Fujitsu Unveils Circuit Design that Optimizes Deep Learning Applications

April 24, 2017

By: Michael Feldman

Fujitsu Laboratories has developed a circuit technology that is said to improve the energy efficiency of deep learning workloads. According to the company, it plans to commercialize the technology in 2018 as part of its Human Centric AI Zinrai initiative.

The approach is based on the observation that the size of the data used for deep learning computation can often be significantly reduced depending on the nature of the input data used to train the neural networks. That saves compute time, the amount of memory needed to hold the learning results, and the additional cost of transmitting larger data items, all of which save energy. The technological approach and business rationale is summed up as follows:

“In a simulation of deep learning hardware incorporating this technology, Fujitsu Laboratories confirmed that it significantly improved energy efficiency, by about four times that of a 32-bit compute unit, in an example of deep learning using LeNet. With this technology, it has now become possible to expand the range of applicability for advanced AI using deep learning processing to a variety of locations, including servers in the cloud and edge servers.”

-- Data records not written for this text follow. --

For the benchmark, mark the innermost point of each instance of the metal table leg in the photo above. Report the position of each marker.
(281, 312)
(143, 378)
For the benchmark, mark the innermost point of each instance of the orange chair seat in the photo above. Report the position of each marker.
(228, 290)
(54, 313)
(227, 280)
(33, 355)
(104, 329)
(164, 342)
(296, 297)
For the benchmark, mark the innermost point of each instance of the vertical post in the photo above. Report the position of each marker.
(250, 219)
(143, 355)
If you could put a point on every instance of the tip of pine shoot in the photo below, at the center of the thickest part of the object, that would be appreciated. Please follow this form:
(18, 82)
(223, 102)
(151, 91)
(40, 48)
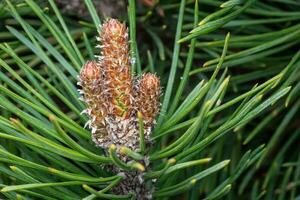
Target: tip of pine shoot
(12, 167)
(13, 120)
(140, 116)
(112, 147)
(52, 118)
(138, 166)
(172, 161)
(122, 150)
(85, 186)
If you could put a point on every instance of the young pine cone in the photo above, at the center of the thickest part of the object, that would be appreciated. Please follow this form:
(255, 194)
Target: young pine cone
(113, 99)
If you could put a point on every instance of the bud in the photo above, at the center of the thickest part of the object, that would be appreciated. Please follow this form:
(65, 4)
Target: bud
(115, 62)
(112, 99)
(91, 81)
(90, 72)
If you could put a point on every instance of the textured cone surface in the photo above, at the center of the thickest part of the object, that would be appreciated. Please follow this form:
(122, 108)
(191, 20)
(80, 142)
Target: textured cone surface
(115, 62)
(91, 82)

The reference to the 32-bit compute unit is in reference to the standard width of floating point data used for deep learning training. By reducing the data used in these computations to 16 bits, or even 8 bits, the number of calculations per watt can be increased dramatically. In addition, Fujitsu Laboratories’ has implemented the technology with integer, rather than floating point operations, further optimizing the computations. For example, Fujitsu Laboratories estimates that power consumption of the processor and memory subsystem can be reduced by 50 percent by paring down the data from 32 to 16 bits, and 75 percent when taking it down to 8 bits.

The tricky part is that not all neural networks are amenable to this sort of reduced precision, so trying to force 16-bit computation on a deep learning model that requires 32 bits will result in reduced accuracy. The key to this technology is being able to determine the sweet spot for the data size in real time during training.

To do this the circuitry hardware has a block devoted to analyzing the data being calculated, a database that stores the distribution of the analyzed data, and a block that preserves the calculation settings. During neural network training, the distribution of the analyzed data is used to compute the minimal bit width that can provide a reasonably accurate model.

For example, using LeNet, a convolution neural network used to recognize visual patterns, along with the MNIST dataset, the circuit technology was able to achieve a recognition accuracy of 98.31 percent using 8-bit data and 98.89 percent using 16-bit data. For comparison, the recognition accuracy is 98.90 percent when using 32-bit data, which for all practical purposes is identical to the 16-bit solution.

Additional details of the technology are being provided this week at xSIG 2017, the first cross-disciplinary Workshop on Computing Systems, Infrastructures, and Programming. The workshop is being held at the Toranomon Hills Forum in Minato-ku, Tokyo, from April 24-26.